En verdad les digo que no me ha resultado sencillo asimilar semejante situación. Tanto es así que antes de convencerme efectué varios traslados espacio-temporales entre Buenos Aires y Zaragoza y viceversa. Por las noches entraba en la confitería La Paz y cuando salía lo hacía por las puertas de La Republicana.
A medida que ganaba confianza en los viajes, también lo hacía con el anciano que se convirtió en una suerte de mentor para mí. No puedo precisar el tiempo que compartimos porque no estoy muy seguro de mis referencias temporales, pero estimo que hemos estado juntos el tiempo suficiente como para que yo entendiera todo aquello que no se podía explicar.
Ahora que lo pienso, sé que he sido escogido como discípulo y también sé que nada de lo que ocurrió –antes o durante– fue una casualidad. Todo estaba relacionado: mis certezas y mis dudas, la caminata errante por la Avenida Corrientes, el viejo mago destratado, la conexión entre la confitería La Paz en Buenos Aires y La Republicana en Zaragoza, mi crecimiento interior y la confirmación de mi fe.

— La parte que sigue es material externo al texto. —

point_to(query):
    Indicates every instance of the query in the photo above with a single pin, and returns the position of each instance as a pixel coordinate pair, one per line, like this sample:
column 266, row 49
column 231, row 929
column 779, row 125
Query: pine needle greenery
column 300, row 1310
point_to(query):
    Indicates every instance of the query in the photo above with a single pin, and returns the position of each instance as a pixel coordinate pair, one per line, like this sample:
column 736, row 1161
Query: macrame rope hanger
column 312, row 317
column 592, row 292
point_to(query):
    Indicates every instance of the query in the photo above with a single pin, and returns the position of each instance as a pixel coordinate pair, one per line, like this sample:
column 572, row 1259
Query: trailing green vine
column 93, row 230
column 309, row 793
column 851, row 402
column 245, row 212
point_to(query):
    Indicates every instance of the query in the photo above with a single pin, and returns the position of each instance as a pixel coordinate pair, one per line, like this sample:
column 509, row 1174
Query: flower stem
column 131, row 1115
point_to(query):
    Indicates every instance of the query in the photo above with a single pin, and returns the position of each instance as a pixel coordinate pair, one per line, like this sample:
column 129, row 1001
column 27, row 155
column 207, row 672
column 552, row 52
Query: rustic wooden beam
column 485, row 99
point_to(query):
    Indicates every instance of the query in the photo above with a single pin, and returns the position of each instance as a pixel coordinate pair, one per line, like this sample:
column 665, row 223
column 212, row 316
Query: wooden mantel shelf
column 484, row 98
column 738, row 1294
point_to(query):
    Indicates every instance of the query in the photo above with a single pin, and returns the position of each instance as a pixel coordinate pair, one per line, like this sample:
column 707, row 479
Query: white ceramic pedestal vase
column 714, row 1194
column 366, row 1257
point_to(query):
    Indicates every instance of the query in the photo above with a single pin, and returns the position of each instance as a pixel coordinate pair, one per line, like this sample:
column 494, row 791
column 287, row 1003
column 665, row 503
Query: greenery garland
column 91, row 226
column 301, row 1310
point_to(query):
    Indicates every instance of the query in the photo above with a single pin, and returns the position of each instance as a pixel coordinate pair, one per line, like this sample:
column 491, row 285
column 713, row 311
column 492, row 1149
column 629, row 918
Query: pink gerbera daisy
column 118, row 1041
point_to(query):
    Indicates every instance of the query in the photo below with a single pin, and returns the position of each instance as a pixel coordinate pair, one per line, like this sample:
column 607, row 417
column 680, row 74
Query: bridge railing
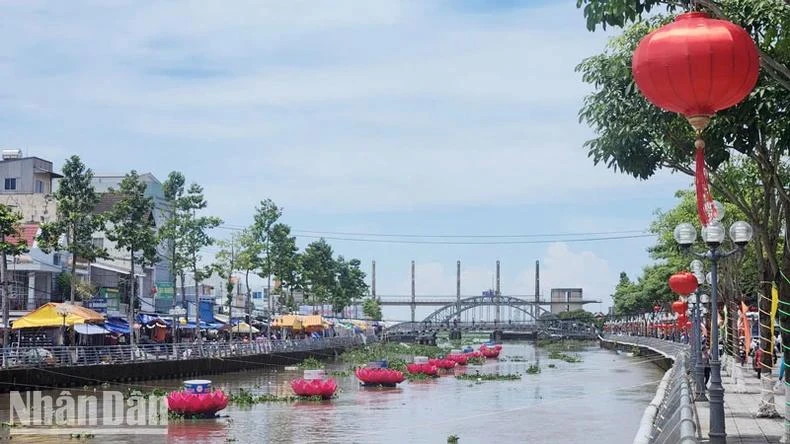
column 62, row 356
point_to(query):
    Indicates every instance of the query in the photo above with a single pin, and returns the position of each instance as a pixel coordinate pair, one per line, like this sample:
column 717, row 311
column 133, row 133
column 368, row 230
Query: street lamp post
column 713, row 235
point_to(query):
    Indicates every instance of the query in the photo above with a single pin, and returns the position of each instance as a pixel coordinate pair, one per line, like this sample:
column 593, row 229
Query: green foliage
column 76, row 222
column 319, row 271
column 132, row 223
column 311, row 363
column 372, row 309
column 480, row 377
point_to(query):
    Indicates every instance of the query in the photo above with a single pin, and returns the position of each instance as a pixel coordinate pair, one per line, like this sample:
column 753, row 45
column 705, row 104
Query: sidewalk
column 739, row 408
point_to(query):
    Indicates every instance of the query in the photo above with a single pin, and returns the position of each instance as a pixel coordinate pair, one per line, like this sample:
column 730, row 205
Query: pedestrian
column 756, row 364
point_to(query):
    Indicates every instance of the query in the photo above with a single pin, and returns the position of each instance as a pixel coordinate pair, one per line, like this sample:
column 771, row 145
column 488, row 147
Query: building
column 566, row 299
column 26, row 184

Tampoco ha sido una casualidad aquel pesado baúl, en el que –según el anciano– sólo se guardaban secretos.
Hoy soy conocido en más de cincuenta ciudades como El Heredero del Mago Aragonés. He encontrado y utilizado al menos medio centenar de portales que se comunican entre sí y todos tienen en común una ambientación que no pasa inadvertida, como si de algún modo detuvieran el tiempo en su interior. No son necesariamente iguales, a veces ni siquiera se parecen, pero siempre hay en esas locaciones especiales algún objeto que las vincula. Todos ellos fueron dejados por el anciano y trasladados en aquel viejo baúl. Funcionan como referencias espaciales o como el Hilo de Ariadna, evitando que los viajeros e iniciados se pierdan al acometer sus extremas travesías, pues esos objetos no son propios de los lugares donde se encuentran en la actualidad, sino que son naturales de los sitios de donde fueron quitados, aunque con loable e imprescindible fin.
Por caso, si van a la confitería La Paz y escogen la mesa distante y solitaria, advertirán que el servilletero que está sobre ella es distinto a todos los demás y por cierto igual a todos los que están en La Republicana. Lo mismo ocurre con la antigua balanza Berkel que está sobre uno de los mostradores de La Republicana y es considerada un regalo de aquel viejo mago, puesto que en realidad perteneció originalmente a la confitería La Paz, y en ésta nunca determinaron cómo fue que hubo desaparecido.   
Cerca del final de sus días, pude saber por boca del mismo anciano que en la ocasión que nos conocimos él trasladaba dentro del baúl un piano de cola pequeño que había “tomado” de un café-concert de París para llevarlo a un restaurante de la Quinta Avenida de Nueva York. Como la tarea nunca se completó, seré yo el que la concluya en su honor y como tributo a su apreciada memoria.
De más está decir que fue por El Mago Aragonés que confirmé que la magia, magia es, y que los secretos pesan más allá de la conciencia.